Summary
suggesting that claim for fraudulent inducement can be deemed duplicative of claim for misappropriation of trade secrets and unfair competition
Summary of this case from Alnwick v. European Micro Holdings, Inc.Opinion
November 26, 1996.
Order, Supreme Court, New York County (Richard Lowe, III, J.), entered November 16, 1994, which, inter alia, granted defendants-respondents' cross motion to dismiss the complaint, unanimously affirmed, with costs.
Before: Murphy, P.J., Ross, Tom, Mazzarelli and Andrias, JJ.

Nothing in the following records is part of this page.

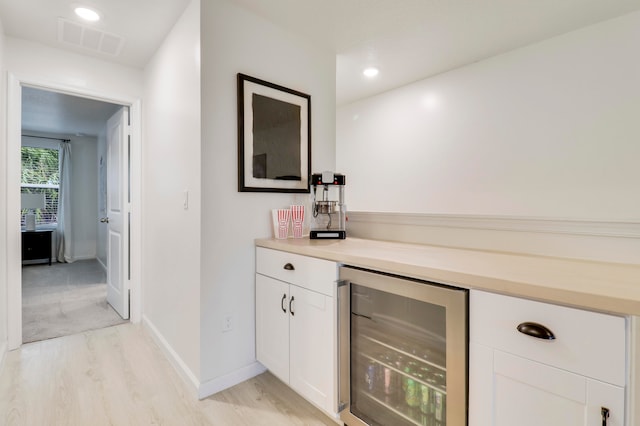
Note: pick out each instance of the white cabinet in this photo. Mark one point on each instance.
(296, 323)
(518, 379)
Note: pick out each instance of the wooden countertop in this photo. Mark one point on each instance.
(606, 287)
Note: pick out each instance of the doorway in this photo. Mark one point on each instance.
(14, 142)
(68, 296)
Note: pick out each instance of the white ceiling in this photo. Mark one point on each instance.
(407, 40)
(49, 112)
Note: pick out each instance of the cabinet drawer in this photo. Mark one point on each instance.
(308, 272)
(588, 343)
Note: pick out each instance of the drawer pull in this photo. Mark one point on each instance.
(605, 415)
(536, 330)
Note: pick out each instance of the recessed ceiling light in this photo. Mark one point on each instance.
(87, 14)
(370, 72)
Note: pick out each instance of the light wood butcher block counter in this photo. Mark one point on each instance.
(600, 286)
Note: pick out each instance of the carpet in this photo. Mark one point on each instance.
(64, 299)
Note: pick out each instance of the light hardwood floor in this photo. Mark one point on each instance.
(118, 376)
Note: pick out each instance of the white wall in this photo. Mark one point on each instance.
(233, 41)
(84, 201)
(547, 131)
(29, 60)
(3, 196)
(171, 166)
(101, 232)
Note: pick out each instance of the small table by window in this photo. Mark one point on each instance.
(36, 245)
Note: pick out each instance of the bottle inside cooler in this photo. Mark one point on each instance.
(398, 362)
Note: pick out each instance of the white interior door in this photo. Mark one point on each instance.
(117, 213)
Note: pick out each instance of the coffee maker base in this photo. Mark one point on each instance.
(327, 234)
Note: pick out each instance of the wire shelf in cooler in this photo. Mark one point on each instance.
(438, 387)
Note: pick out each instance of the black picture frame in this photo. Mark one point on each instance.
(274, 137)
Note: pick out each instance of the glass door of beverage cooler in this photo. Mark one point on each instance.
(403, 357)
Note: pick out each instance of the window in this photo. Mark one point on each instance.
(40, 174)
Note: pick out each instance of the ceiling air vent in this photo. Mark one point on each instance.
(89, 38)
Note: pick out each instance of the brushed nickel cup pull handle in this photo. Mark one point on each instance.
(605, 415)
(536, 330)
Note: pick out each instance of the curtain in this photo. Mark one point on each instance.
(64, 204)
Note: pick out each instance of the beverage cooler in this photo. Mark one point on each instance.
(403, 351)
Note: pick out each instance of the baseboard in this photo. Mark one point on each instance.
(180, 366)
(611, 241)
(218, 384)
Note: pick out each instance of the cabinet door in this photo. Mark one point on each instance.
(312, 350)
(272, 325)
(527, 393)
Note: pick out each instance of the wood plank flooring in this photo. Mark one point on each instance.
(118, 376)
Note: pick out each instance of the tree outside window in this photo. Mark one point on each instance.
(40, 174)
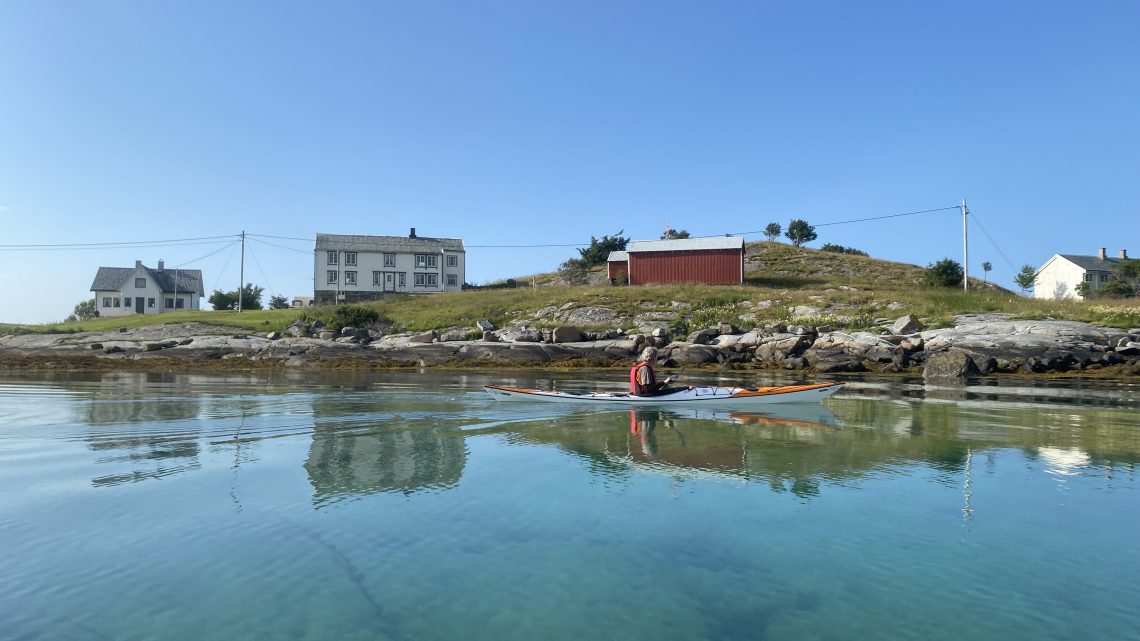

Having had the issues of unfair competition and misappropriation of trade secrets resolved against them on the merits in a prior action, plaintiffs are collaterally estopped from litigating those claims in this action ( Ryan v New York Tel. Co., 62 NY2d 494). To the extent that the causes of action styled as interference with economic advantage, diversion of a corporate opportunity, and fraudulent inducement can be deemed not duplicative of the theories rejected in the prior action, they fail to state a cause of action ( see, Matter of Pamilla v Hospital For Special Surgery, 223 AD2d 508; Headquarters Buick-Nissan v Michael Oldsmobile, 149 AD2d 302, 303-304, 305 [distinguishing Jones Co. v Burke, 306 NY 172]; Danann Realty Corp. v Harris, 5 NY2d 317, 322). The cause of action against defendant attorneys was properly dismissed since a legal malpractice claim cannot be asserted against another party's attorneys simply for advice given to that other party ( Hussie v Bressler, 122 AD2d 113). We have considered plaintiffs' other arguments and find them to be without merit.